O magistrado destacou que a perícia oficial – executada pelo IGP, do Estado – e a perícia apresentada pelo MPSC – realizada pelo Grupo de Apoio Técnico Especializado (GATE) do Ministério Público do Rio de Janeiro (MPRJ) – atestaram que o réu tinha plena consciência dos atos que praticou e de suas consequências, bem como do mal que causaria às suas vítimas, quando cometeu os crimes, contrariando o parecer encomendado pela defesa.

Como houve divergências, com duas perícias atestando a imputabilidade do réu e uma  – contratada pela defesa –  afirmando que ele não poderia ser responsabilizado, o magistrado concluiu que cabe “ao Tribunal do Júri a competência para decidir sobre a responsabilidade ou não do agente acerca dos crimes dolosos contra a vida imputados a seu desfavor”.

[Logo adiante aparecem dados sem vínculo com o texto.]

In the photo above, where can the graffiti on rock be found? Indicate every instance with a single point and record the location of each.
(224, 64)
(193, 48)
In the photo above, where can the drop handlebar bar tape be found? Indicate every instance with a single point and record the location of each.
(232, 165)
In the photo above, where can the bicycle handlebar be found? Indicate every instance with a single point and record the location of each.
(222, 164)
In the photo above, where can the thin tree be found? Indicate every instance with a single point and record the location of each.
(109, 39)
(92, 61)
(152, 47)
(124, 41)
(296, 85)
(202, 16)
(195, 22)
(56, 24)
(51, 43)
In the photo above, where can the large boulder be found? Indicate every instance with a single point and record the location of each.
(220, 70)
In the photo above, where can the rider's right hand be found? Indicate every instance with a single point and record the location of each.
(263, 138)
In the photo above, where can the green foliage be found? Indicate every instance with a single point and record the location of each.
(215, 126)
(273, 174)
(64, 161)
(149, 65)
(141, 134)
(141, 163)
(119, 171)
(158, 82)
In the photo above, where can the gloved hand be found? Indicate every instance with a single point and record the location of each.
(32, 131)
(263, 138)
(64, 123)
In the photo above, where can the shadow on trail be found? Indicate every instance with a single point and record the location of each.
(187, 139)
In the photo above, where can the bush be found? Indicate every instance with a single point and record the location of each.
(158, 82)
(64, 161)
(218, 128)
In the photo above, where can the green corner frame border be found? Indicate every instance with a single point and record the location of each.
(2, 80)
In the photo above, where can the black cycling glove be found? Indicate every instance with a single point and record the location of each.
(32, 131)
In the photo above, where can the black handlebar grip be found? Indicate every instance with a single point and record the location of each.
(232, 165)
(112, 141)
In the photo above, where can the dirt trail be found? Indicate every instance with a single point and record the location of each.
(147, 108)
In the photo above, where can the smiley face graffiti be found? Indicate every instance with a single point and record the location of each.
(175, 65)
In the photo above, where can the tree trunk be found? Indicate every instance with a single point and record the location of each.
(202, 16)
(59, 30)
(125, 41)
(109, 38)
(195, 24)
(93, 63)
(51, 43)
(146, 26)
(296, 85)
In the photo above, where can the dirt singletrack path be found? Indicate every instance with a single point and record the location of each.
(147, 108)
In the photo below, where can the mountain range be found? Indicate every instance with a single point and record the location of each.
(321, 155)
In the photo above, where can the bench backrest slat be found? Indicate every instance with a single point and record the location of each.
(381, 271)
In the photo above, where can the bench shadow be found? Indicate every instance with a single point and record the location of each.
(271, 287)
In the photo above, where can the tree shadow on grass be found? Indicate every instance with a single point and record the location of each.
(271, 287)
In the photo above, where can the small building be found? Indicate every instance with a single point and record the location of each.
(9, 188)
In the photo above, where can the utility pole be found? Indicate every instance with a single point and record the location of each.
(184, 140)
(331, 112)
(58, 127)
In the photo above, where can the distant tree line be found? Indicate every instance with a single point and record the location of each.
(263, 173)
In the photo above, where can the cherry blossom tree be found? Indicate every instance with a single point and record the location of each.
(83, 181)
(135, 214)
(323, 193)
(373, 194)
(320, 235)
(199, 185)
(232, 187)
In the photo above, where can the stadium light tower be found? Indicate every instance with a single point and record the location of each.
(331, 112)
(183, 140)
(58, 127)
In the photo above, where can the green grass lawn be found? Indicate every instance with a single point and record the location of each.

Os Promotores de Justiça Douglas Dellazari e Júlio André Locatelli salientam que, com essa decisão, está encerrado o que se chama, no processo, de “incidente de insanidade mental”, e essa questão não é mais discutida nesta fase.

Para Dellazari e Locatelli, as perícias  – do Estado e do Ministério Público – não deixam dúvidas de que, na época dos crimes, o denunciado era mentalmente capaz, agiu de forma consciente e premeditada e era plenamente imputável, devendo ser devidamente responsabilizado pelo massacre praticado.

Com a decisão da Justiça, o processo, agora, passa à fase de alegações finais da defesa e da acusação.  Após a manifestação das duas partes, o Juiz deverá emitir a pronúncia, que é sentença onde o magistrado conclui se há provas e indícios suficientes dos crimes e da autoria ou participação do acusado, bem como as circunstâncias em que foram cometidos e quais as qualificadoras –  questões que serão levadas ao Tribunal do Júri para o julgamento pelo Conselho de Sentença, formado por cidadãos e cidadãs que representam a sociedade.